Charity
Published on 12 September 2002 in Life, charity, chuggers
Each evening I leave work and set off on the eight minute or so journey to the tube station.
As journeys go its not that exciting consisting as it does of walking straight down a busy London street. However like many streets in the UK has a menace: the charity gangs.
Most people will have come across them at one point or other. Small groups of people with clipboards strategically placed so that at every single one of them gets to ask you if you can spare ‘a few seconds’.
The aim (so I am told, for I have never stopped to speak to them) is to get you to part with your bank details so that they can set up a direct debit for whatever charity it is.
Fair enough you’d think. Charity donations are down and they need money.
The problem for me is that I’m getting asked every night.
Rude???
Each evening without fail I’ll have to run the gauntlet to get the tube home, each night a different charity.
Most nights I sigh, look straight aheaa and push on, but as I passed the first of six I heard a shout.
“You could at least look at me. It’s very rude!”
Whether I was the intended target I’ll never know, but for a fleeting moment I considered going back and explaining what I considered to be rude.
This is my definition of rude.
My definition of rude is a bit diferent and would have consisted of me telling him to sod off and stop pestering me. You probably don’t want to know what I would class as very rude.
His hypocrasy also astounded me. For someone who spends there day delibratly moving directly in front of strangers trying to get them to stop, hassling them to sign a bit of paper, it seemed a bit rich.
There is one good reason why they get blanked. Their targets are trying to get home and fed up of different groups of people hassling them, night after night after night. It gets incredibly annoying to have to fight your way down the street whilst people with coloured bibs step out in front of you trying to get you to stop.
Give my money to line someone elses pocket?
If the sheer pestering of the people wasn’t bad enough, spare a thought for the fact that these people usually aren’t volunteers but on commission. However their commission is nothing in comparison to that which their employer gets. A report in the Guardian revealed that at least one of the companies who arranges these things, in the first year of your direct debit, takes half of the money you donate.
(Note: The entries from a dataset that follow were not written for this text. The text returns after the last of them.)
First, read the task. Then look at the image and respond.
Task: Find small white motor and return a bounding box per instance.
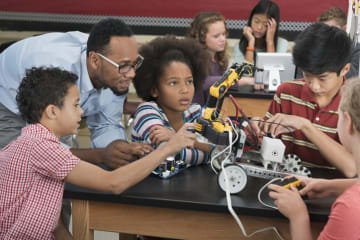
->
[260,137,285,169]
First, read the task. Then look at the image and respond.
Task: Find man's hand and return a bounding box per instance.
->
[104,140,153,169]
[149,125,175,146]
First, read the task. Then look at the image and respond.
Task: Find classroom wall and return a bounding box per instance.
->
[0,0,348,40]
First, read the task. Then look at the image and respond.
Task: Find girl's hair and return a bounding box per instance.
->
[187,12,228,70]
[340,77,360,132]
[239,0,280,55]
[133,36,210,101]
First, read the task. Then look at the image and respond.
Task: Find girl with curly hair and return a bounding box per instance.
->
[131,36,210,169]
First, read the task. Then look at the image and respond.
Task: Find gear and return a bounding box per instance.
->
[281,154,311,177]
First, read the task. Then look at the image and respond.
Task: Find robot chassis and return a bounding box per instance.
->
[153,62,311,194]
[195,62,311,193]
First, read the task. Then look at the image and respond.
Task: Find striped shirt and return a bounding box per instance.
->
[0,124,80,239]
[265,79,341,166]
[131,102,210,166]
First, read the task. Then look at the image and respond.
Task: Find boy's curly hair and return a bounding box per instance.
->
[133,36,210,101]
[16,67,78,124]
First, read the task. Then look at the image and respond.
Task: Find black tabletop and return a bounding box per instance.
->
[64,165,334,221]
[226,87,275,99]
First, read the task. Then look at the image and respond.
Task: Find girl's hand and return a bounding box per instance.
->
[243,26,255,44]
[266,18,277,43]
[149,125,175,146]
[268,184,308,220]
[164,123,196,154]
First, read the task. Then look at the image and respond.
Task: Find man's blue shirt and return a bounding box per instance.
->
[0,32,126,147]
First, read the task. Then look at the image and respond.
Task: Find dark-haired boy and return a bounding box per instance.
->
[0,68,196,239]
[252,23,356,177]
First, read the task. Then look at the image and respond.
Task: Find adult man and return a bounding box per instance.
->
[0,18,151,168]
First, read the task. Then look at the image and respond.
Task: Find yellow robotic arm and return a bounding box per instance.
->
[195,62,255,145]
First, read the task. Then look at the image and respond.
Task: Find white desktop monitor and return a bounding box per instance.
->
[255,52,295,91]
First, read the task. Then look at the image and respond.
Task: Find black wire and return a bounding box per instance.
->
[250,119,294,135]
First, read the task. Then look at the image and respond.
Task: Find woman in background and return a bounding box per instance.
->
[234,0,288,64]
[187,12,253,106]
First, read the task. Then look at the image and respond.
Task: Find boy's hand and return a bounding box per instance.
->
[104,140,153,169]
[243,26,255,43]
[149,125,175,146]
[268,184,308,220]
[165,123,196,155]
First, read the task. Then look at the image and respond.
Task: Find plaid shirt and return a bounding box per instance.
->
[0,124,80,239]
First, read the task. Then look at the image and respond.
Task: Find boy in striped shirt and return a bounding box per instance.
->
[252,23,356,177]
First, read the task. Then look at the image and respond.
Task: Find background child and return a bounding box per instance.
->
[318,7,360,78]
[0,68,195,239]
[132,36,210,166]
[252,23,355,177]
[269,79,360,240]
[234,0,288,64]
[187,12,254,106]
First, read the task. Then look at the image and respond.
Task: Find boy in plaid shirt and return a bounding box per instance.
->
[0,68,195,239]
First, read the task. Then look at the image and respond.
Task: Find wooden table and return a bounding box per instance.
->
[64,166,333,240]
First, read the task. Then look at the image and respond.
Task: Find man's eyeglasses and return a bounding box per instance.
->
[95,52,144,74]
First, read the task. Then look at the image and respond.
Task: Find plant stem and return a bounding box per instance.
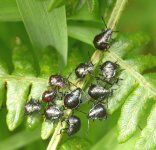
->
[91,0,128,64]
[108,0,128,30]
[47,0,127,150]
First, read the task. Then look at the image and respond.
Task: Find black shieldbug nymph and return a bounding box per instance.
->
[93,28,113,51]
[64,88,81,109]
[42,90,57,103]
[88,84,113,100]
[24,99,41,115]
[66,116,81,136]
[75,62,94,79]
[45,106,64,121]
[49,75,69,88]
[88,104,107,120]
[100,61,119,82]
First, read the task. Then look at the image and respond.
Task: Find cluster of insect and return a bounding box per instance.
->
[25,22,120,135]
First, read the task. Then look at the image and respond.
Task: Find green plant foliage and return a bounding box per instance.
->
[0,0,156,150]
[59,137,90,150]
[17,0,68,66]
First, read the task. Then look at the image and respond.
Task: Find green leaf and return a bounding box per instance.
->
[0,0,21,21]
[48,0,65,11]
[17,0,68,64]
[0,128,40,150]
[136,105,156,150]
[87,0,96,13]
[59,137,90,150]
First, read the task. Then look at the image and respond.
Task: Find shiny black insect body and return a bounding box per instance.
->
[75,62,94,79]
[88,104,107,120]
[66,116,81,136]
[42,90,57,103]
[24,99,41,115]
[93,28,113,51]
[49,75,70,88]
[45,106,64,121]
[64,88,81,109]
[100,61,119,82]
[88,84,113,100]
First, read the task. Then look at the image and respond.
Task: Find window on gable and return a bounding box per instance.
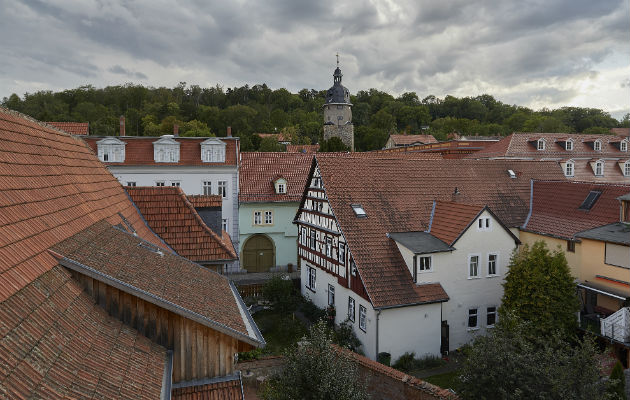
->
[359,305,367,332]
[564,161,575,176]
[350,204,367,218]
[595,161,604,176]
[468,308,479,329]
[201,181,212,196]
[578,190,602,210]
[328,283,335,307]
[486,307,497,328]
[348,296,354,322]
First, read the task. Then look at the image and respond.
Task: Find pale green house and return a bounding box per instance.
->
[239,152,313,272]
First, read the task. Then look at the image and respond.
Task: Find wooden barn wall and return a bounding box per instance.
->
[71,271,253,383]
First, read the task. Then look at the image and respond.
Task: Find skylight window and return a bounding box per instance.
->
[350,204,367,218]
[578,190,602,211]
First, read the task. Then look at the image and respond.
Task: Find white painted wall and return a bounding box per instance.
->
[398,211,515,350]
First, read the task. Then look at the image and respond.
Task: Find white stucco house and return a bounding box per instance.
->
[294,154,563,361]
[83,135,240,268]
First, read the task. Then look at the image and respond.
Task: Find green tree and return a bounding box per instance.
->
[499,241,579,337]
[458,314,604,400]
[262,322,368,400]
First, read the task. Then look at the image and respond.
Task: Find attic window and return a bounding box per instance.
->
[578,190,602,211]
[350,204,367,218]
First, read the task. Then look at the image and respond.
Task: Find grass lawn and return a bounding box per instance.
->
[254,310,306,355]
[422,370,459,389]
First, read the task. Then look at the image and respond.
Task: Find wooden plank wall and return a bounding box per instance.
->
[72,271,253,383]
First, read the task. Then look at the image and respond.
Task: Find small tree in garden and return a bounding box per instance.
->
[499,241,579,337]
[261,321,368,400]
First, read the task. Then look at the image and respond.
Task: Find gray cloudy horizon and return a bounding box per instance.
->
[0,0,630,119]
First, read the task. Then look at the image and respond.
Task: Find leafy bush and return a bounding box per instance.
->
[263,275,298,314]
[300,297,326,323]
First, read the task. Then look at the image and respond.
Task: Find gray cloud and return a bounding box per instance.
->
[0,0,630,117]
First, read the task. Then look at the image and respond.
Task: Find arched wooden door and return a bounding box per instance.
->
[243,235,276,272]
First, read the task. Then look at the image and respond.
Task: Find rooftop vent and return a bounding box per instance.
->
[578,190,602,211]
[350,204,367,218]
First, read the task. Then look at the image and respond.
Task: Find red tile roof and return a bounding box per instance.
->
[171,379,243,400]
[429,201,485,246]
[467,133,628,160]
[51,221,257,343]
[46,122,90,135]
[239,152,313,203]
[389,135,438,146]
[186,194,223,208]
[523,181,630,240]
[0,266,167,400]
[83,136,238,167]
[126,187,238,263]
[287,144,319,153]
[316,153,564,308]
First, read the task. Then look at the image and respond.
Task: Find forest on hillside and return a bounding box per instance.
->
[2,82,630,151]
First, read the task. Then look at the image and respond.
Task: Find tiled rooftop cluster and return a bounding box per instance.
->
[126,187,238,262]
[316,154,564,308]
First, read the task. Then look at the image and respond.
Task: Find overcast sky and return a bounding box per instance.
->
[0,0,630,118]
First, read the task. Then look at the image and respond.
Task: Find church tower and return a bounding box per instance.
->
[324,54,354,151]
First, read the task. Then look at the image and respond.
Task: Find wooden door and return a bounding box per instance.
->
[243,235,275,272]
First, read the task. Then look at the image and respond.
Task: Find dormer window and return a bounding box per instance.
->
[96,137,127,162]
[350,204,367,218]
[153,135,179,163]
[564,161,575,176]
[201,138,225,163]
[595,160,604,176]
[274,178,287,194]
[564,139,573,151]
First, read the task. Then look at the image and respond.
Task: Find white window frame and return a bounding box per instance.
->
[328,283,335,307]
[265,210,273,225]
[348,296,356,322]
[217,181,227,199]
[201,181,212,196]
[468,254,481,279]
[564,161,575,176]
[359,305,367,332]
[486,253,499,276]
[254,211,262,225]
[488,306,499,328]
[595,160,604,176]
[466,307,479,331]
[306,265,317,292]
[565,139,573,151]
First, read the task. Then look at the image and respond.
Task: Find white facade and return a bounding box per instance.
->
[397,210,516,350]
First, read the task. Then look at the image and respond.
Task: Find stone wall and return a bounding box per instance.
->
[324,124,354,151]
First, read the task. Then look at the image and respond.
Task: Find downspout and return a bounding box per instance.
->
[376,310,381,361]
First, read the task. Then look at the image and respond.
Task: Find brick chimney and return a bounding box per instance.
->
[120,115,125,136]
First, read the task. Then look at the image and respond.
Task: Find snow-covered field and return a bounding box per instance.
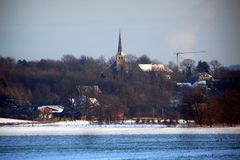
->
[0,118,240,136]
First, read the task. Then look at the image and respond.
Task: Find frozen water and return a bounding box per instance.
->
[0,134,240,160]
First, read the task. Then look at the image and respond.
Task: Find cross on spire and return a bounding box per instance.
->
[118,32,122,54]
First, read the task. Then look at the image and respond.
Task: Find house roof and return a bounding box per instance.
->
[138,64,173,73]
[38,105,64,113]
[89,98,100,106]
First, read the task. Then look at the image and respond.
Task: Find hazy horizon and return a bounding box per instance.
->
[0,0,240,66]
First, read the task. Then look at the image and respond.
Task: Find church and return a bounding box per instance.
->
[113,32,128,80]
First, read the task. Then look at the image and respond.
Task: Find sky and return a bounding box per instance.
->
[0,0,240,65]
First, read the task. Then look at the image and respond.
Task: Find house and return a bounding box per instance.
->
[138,64,173,79]
[38,105,64,120]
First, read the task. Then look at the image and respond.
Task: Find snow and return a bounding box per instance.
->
[0,118,32,124]
[0,125,240,136]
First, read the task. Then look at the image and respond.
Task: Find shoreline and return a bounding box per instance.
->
[0,125,240,136]
[0,118,240,136]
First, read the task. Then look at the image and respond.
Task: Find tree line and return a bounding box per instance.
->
[0,55,240,126]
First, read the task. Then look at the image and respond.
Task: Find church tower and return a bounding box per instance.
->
[115,32,128,79]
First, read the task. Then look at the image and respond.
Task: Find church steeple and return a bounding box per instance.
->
[118,32,122,55]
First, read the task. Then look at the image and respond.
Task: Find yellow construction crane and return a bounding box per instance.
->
[173,51,206,68]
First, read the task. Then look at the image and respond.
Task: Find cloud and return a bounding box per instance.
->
[168,27,199,51]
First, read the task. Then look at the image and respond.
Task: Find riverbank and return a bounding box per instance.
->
[0,118,240,136]
[0,125,240,136]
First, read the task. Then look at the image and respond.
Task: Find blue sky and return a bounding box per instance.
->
[0,0,240,65]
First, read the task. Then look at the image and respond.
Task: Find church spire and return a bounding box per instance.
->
[118,32,122,54]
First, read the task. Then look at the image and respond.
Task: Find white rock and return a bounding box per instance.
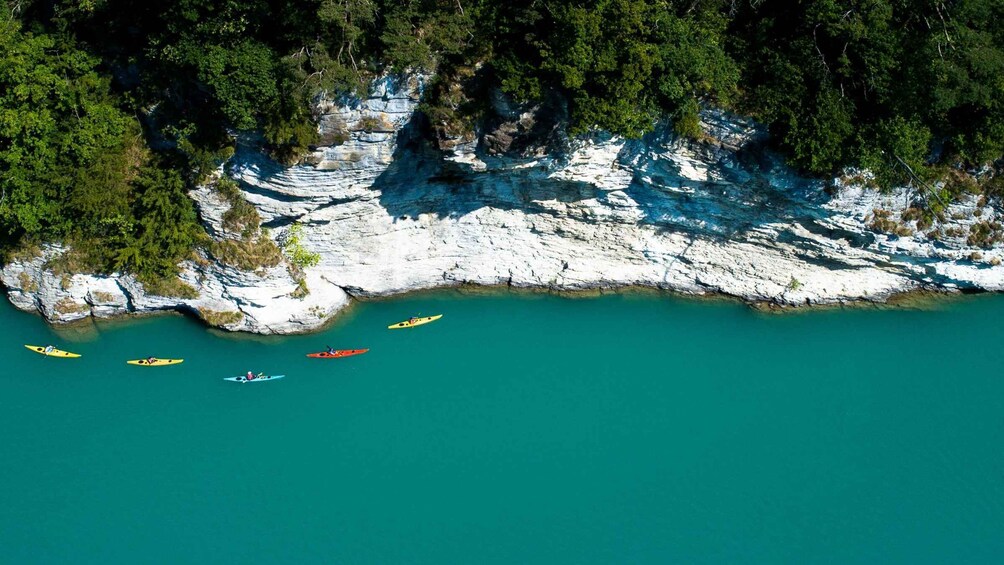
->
[0,74,1004,333]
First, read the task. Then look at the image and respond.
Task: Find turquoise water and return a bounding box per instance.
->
[0,293,1004,564]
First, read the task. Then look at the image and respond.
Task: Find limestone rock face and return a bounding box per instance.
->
[0,77,1004,333]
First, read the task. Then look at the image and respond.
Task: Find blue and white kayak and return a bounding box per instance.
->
[223,374,286,382]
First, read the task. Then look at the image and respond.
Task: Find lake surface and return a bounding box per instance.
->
[0,292,1004,565]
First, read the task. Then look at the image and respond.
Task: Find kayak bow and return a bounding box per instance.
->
[307,349,369,359]
[25,345,80,359]
[387,314,443,329]
[223,374,286,382]
[126,357,185,367]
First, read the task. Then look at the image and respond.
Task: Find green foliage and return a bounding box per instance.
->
[494,0,738,136]
[281,224,320,269]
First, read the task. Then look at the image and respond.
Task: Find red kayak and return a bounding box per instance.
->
[307,349,369,359]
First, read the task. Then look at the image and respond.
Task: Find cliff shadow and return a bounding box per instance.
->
[372,116,602,220]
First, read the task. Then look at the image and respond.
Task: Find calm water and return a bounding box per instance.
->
[0,293,1004,565]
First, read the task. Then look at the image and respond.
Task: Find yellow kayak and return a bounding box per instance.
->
[387,314,443,329]
[126,357,185,367]
[25,345,80,359]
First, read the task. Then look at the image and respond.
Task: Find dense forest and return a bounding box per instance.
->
[0,0,1004,280]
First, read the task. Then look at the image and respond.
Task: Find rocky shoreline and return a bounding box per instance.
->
[0,77,1004,333]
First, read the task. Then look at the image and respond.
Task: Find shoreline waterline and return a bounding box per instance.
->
[8,283,979,336]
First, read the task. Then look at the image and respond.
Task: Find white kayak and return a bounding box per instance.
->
[223,374,286,382]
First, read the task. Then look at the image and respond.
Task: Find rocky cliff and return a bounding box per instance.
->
[0,77,1004,333]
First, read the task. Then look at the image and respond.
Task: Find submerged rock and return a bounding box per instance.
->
[0,78,1004,333]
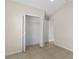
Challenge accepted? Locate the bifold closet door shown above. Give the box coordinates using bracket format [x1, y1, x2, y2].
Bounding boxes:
[26, 18, 40, 45]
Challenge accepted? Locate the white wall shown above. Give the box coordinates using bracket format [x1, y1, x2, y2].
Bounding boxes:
[5, 0, 43, 55]
[49, 17, 54, 42]
[43, 19, 49, 42]
[54, 2, 73, 51]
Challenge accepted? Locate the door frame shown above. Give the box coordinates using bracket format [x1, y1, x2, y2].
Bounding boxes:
[22, 14, 44, 52]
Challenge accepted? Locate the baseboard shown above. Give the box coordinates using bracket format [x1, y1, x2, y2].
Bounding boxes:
[5, 50, 22, 56]
[54, 43, 73, 52]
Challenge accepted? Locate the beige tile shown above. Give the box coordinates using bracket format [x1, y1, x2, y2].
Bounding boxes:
[5, 44, 73, 59]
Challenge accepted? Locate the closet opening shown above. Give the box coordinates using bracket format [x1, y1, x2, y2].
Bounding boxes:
[22, 15, 43, 52]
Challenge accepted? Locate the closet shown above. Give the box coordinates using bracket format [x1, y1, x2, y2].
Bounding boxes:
[26, 16, 40, 46]
[22, 15, 44, 51]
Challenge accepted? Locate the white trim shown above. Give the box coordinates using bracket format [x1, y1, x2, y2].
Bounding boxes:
[54, 43, 73, 52]
[5, 50, 22, 56]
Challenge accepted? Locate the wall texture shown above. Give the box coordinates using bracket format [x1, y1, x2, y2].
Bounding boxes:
[5, 0, 43, 55]
[54, 2, 73, 51]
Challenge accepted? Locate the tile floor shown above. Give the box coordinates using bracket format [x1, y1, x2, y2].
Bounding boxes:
[5, 44, 73, 59]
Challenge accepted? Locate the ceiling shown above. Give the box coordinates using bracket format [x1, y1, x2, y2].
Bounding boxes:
[9, 0, 72, 15]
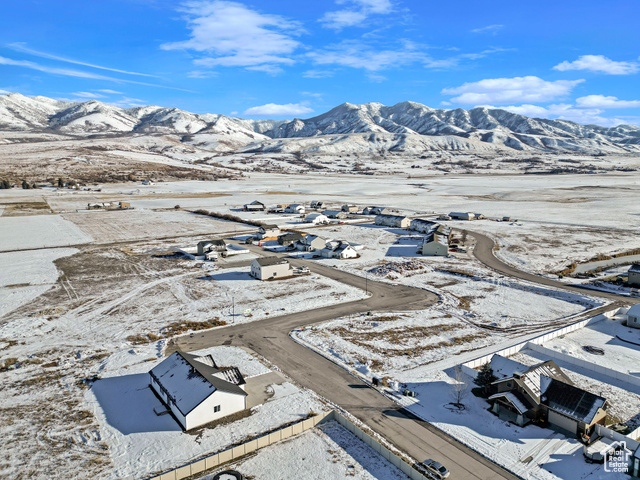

No wonder they really want you to sign.
The charities are being taken for a ride, and the hassle-tactics are annoying people in a big way. People like myself are being seriously put off from giving any money to charaties due to the constant hassle factor. Yes it may sound completely heartless and I’m ashamed to say it, but it’s true.
Pestering people doth not equal more money.
Donations to charity may be suffering, but believe me, this is one tactic that isn’t going to stop it.
And if you’re in the bibbed brigade, remember this: the majority of those lovely people who just walk on by, eyes straight ahead, weaving as far away from you as possible, will be doing it for one main reason: they are sick to the back teeth of people like you pestering them day in day out. Remember that as you put on your fake smile and stand in front of them whilst they’re trying to get down the street.